Architectural considerations

  • The minimum requirement on any workload cluster in managed mode is to have an agent and the Argo CD application-controller installed
  • The application-controller can be configured to use the repository-server and redis-server on either the control plane cluster, or on the local workload cluster.
  • The Argo CD applicationset-controller must be running on the control plane cluster, if you intend to use ApplicationSets.
  • If the Argo CD application-controller is configured to use the redis-server or the repository-server on the control plane cluster, the control plane cluster becomes a single point of failure (SPoF) for the workload cluster.

Why chose this mode

  • Provides the classical Argo CD experience
  • Create and manage applications from the Argo CD UI, CLI or API
  • It has the lowest footprint on the workload cluster
  • Allows use of ApplicationSet generators that span over multiple clusters, such as cluster or cluster-decision generators

Why not chose this mode

  • Very limited support for the app-of-apps pattern
  • In the case the control plane cluster is compromised, it may affect workload clusters in managed mode, too
  • As noted previously, the control plane cluster might become a SPoF

Pre-existing Applications

When deploying the agent to a cluster with existing Argo CD applications, those applications won't have the source UID annotation that the agent uses to track managed resources. By default, the agent logs errors during resync for these unmanaged applications.
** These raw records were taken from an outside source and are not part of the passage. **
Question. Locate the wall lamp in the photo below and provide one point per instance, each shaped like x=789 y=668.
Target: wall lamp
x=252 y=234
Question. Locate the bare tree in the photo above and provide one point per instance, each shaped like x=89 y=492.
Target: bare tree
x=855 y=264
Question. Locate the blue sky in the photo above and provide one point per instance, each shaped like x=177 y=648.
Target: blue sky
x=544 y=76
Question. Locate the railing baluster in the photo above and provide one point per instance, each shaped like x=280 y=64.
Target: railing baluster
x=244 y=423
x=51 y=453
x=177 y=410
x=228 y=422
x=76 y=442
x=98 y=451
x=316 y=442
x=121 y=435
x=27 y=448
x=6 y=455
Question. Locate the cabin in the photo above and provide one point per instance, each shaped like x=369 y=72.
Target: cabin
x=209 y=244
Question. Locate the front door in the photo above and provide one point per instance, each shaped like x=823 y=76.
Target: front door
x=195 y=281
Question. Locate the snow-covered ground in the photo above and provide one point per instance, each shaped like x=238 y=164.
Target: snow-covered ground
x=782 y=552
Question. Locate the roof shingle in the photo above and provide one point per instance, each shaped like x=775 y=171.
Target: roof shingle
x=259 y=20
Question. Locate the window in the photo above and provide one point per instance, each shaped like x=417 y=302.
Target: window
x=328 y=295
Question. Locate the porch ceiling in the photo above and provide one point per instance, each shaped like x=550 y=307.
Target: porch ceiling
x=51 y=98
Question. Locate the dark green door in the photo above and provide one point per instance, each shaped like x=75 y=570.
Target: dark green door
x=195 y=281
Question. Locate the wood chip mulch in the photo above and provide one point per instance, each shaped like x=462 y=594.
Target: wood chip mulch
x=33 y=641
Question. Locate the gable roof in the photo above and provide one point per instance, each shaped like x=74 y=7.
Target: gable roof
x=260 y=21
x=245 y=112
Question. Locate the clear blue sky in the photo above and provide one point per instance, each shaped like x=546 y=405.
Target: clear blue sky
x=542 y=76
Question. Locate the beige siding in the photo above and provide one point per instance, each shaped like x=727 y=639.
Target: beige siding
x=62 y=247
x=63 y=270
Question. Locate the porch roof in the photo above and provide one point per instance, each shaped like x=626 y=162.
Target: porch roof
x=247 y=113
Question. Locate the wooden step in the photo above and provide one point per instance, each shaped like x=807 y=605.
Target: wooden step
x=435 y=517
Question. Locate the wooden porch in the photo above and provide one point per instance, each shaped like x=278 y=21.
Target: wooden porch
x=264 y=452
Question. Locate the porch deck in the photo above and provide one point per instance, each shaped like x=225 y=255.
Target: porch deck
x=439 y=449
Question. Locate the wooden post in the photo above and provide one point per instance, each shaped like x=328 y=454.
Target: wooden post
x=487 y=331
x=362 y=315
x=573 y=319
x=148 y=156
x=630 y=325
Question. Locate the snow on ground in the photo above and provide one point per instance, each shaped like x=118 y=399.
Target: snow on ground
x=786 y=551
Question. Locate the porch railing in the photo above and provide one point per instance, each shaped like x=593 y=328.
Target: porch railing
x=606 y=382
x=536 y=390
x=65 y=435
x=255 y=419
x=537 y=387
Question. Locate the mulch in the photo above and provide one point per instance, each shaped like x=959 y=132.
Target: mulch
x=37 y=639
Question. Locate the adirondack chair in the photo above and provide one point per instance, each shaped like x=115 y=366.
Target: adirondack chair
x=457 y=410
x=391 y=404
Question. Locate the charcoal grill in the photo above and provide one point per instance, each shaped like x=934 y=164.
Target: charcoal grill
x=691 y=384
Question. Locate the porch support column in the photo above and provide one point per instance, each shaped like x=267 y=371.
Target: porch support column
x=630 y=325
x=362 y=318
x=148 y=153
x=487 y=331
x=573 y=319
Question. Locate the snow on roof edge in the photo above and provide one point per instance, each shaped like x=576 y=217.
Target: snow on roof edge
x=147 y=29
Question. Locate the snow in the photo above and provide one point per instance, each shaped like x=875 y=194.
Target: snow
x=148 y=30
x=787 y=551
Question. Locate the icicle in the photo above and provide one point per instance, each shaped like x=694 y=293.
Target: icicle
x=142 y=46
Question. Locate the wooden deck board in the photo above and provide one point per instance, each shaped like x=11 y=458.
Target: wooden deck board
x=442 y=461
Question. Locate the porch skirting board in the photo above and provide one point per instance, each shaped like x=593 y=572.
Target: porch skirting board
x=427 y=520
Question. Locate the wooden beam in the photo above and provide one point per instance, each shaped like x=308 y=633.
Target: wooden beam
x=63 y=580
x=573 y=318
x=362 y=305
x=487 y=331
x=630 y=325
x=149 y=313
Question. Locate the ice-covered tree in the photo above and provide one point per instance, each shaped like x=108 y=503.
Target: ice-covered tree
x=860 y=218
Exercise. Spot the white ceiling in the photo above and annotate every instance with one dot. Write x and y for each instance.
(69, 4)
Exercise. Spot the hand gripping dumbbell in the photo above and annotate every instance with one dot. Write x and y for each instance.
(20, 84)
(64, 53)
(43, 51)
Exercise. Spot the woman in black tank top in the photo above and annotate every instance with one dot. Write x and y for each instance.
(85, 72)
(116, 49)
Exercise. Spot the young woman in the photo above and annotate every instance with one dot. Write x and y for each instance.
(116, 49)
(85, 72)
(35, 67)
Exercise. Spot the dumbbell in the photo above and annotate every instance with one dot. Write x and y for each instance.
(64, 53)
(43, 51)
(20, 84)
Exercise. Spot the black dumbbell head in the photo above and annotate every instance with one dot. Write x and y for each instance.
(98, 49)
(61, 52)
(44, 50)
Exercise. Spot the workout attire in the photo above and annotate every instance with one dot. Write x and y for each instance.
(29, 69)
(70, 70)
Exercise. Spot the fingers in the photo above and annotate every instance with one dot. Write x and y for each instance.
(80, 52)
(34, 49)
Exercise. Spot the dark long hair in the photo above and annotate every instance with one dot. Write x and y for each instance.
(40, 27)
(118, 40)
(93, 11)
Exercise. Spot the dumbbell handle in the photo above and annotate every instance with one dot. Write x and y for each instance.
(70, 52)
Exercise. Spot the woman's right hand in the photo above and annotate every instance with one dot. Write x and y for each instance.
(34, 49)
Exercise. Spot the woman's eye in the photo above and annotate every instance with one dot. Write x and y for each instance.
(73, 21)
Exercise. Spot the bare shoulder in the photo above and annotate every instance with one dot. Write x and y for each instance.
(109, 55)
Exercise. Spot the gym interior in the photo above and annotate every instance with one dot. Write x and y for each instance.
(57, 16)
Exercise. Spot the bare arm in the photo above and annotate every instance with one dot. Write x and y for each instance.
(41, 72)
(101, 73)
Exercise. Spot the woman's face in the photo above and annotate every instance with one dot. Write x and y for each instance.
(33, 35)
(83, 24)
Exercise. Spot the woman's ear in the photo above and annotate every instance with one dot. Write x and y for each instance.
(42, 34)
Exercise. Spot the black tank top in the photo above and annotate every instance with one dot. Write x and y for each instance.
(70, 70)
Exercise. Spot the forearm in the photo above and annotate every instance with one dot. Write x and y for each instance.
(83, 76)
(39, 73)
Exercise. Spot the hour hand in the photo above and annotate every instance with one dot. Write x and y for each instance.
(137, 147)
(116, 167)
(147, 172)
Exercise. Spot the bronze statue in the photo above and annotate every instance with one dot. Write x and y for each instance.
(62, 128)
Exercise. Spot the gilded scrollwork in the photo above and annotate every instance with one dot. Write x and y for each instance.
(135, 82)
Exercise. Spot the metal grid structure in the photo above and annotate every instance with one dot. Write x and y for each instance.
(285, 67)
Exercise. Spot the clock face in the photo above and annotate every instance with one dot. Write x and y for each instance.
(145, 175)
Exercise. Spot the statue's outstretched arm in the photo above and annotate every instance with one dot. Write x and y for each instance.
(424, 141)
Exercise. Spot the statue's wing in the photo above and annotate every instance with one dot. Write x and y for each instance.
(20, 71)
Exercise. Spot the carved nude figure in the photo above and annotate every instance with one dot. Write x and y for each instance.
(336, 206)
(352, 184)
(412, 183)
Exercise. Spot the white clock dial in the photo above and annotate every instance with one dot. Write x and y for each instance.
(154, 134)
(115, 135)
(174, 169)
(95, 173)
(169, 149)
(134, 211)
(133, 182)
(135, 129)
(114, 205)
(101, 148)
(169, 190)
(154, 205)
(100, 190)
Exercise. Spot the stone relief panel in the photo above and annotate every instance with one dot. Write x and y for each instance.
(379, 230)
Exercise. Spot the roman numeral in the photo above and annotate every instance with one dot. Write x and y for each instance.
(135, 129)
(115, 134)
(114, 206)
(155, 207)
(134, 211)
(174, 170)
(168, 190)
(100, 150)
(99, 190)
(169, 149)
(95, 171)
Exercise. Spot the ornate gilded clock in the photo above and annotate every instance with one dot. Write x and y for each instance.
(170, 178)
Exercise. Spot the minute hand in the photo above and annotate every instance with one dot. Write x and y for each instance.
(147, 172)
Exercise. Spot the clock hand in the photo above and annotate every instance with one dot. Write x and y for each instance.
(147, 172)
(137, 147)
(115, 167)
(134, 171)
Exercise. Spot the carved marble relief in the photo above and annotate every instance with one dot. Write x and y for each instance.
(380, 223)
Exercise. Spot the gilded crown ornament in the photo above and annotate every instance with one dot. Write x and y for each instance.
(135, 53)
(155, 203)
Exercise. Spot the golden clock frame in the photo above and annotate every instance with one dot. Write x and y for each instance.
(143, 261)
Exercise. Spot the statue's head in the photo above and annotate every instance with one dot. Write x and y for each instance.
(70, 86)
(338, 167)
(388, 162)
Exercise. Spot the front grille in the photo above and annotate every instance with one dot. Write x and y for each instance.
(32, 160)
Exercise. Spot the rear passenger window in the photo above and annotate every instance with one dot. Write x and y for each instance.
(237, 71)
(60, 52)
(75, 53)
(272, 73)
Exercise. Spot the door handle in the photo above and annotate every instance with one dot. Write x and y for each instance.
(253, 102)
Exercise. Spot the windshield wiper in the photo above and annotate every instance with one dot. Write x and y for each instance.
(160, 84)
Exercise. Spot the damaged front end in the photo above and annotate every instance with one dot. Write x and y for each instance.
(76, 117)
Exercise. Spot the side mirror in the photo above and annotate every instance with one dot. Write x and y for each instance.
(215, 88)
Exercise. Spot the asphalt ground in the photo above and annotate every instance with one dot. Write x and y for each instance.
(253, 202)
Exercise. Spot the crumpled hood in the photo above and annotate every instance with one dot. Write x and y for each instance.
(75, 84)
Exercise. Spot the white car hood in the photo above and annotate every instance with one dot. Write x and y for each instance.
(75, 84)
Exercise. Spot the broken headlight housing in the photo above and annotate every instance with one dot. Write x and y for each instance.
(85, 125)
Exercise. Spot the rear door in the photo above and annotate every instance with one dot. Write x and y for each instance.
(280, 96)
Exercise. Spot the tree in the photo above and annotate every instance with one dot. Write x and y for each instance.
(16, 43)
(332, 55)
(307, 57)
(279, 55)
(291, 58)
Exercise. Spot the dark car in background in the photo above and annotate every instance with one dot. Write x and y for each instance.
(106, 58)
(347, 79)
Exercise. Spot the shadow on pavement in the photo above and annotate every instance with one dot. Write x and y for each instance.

To suppress these errors, enable the --ignore-unmanaged-apps flag:

argocd-agent agent --ignore-unmanaged-apps

Or via environment variable:

ARGOCD_AGENT_IGNORE_UNMANAGED_APPS=true

When enabled, applications without the source UID annotation are silently skipped during resync. This is useful for:

  • Gradual migration from standalone Argo CD to agent-managed deployments
  • Clusters with a mix of managed and unmanaged applications
  • Avoiding noisy error logs in environments with pre-existing applications

See the Agent Configuration Reference for more details.